Although the embodiment of the present invention has been disclosed for illustrative purposes, it will be appreciated that a method for coating metallic interconnect of solid oxide fuel cell according to the invention is not limited thereto, and those skilled in the art will appreciate that various modifications, additions and substitutions are possible, without departing from the scope and spirit of the invention.

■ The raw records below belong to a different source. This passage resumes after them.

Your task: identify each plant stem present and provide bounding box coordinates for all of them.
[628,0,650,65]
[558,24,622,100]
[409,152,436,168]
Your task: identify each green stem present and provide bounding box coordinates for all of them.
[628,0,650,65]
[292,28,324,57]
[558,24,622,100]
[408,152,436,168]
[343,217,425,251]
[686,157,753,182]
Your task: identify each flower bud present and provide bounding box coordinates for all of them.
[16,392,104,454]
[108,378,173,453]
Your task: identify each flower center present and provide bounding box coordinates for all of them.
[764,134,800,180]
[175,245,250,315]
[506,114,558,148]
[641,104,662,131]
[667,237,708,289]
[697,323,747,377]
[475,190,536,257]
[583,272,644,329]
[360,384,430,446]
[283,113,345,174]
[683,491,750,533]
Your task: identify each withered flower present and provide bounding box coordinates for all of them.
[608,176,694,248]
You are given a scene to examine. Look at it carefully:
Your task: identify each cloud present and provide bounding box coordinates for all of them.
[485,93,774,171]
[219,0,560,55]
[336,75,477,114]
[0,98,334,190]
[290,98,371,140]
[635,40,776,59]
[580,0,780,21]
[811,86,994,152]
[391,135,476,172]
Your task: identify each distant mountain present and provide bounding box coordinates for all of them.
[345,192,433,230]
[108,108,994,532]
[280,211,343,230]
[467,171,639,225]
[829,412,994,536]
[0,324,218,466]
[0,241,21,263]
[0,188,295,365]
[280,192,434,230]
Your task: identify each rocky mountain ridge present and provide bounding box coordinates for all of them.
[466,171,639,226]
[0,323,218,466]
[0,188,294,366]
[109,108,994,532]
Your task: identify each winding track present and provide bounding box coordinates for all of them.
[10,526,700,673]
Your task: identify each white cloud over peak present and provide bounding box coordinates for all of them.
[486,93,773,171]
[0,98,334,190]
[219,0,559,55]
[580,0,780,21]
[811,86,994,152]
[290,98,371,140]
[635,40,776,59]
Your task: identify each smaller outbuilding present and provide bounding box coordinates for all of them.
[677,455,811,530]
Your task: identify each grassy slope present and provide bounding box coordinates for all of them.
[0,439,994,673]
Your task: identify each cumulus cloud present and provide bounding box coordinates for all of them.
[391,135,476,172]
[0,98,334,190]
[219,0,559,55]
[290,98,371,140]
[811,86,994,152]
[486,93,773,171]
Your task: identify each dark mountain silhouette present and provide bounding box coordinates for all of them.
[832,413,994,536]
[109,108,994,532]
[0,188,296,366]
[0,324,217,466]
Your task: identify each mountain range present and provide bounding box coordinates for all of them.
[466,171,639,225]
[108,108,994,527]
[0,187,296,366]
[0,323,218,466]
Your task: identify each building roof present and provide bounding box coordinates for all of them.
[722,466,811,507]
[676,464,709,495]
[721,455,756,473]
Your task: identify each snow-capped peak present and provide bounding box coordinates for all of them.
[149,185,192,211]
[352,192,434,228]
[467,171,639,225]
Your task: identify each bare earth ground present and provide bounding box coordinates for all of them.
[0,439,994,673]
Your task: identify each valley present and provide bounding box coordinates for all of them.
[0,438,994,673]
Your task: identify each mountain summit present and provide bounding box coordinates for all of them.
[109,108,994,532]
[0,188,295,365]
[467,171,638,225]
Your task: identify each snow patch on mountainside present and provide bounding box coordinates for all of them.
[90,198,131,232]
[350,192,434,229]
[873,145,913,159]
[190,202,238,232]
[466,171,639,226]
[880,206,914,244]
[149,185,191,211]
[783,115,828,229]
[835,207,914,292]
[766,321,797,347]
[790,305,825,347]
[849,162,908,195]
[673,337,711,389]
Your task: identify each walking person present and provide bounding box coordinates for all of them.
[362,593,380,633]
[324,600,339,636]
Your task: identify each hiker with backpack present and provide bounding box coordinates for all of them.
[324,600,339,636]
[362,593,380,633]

Accordingly, any and all modifications, variations or equivalent arrangements should be considered to be within the scope of the invention, and the detailed scope of the invention will be disclosed by the accompanying claims.

Claims

1. A method for coating a metallic interconnect of a solid oxide fuel cell, comprising:

generating a cobalt compound solution using lithium cobalt oxide (LiCoO2) that is an anodic material of a lithium ion battery;

immersing the metal interconnect in a plating solution in which the generated cobalt compound solution is contained; and

forming cobalt (Co) on the immersed metal interconnect by performing electroplating.

2. The method as set forth in claim 1, wherein the cobalt compound is cobalt sulfate (CoSO4).

3. The method as set forth in claim 1, wherein the generating of the cobalt compound solution is performed by dissolving the lithium cobalt oxide (LiCoO2) with a sulfuric acid solution (H2SO4).

4. The method as set forth in claim 1, wherein the metallic interconnect is made of ferritic stainless steel.

5. The method as set forth in claim 1, wherein the forming of the cobalt (Co) on the metallic interconnect includes:

immersing a cobalt plate in the plating solution;

connecting a cathode to the immersed metallic interconnect and connecting an anode to the cobalt plate; and

performing electroplating by applying current.

6. The method as set forth in claim 1, further comprising pre-treating removing impurities on a surface of the metal interconnect prior to immersing the metal interconnect in the cobalt compound (CoSO4) solution.

7. The method as set forth in claim 6, wherein the pre-treating is performed by a mechanical polishing process and a washing process using a washing solution.

8. The method as set forth in claim 1, further comprising oxidizing the cobalt (Co) with the cobalt oxide (Co3O4) by performing heat treatment on the metallic interconnect after the forming of the cobalt (Co) on the metallic interconnect.

9. The method as set forth in claim 1, wherein the plating solution is made of the cobalt compound solution and distilled water.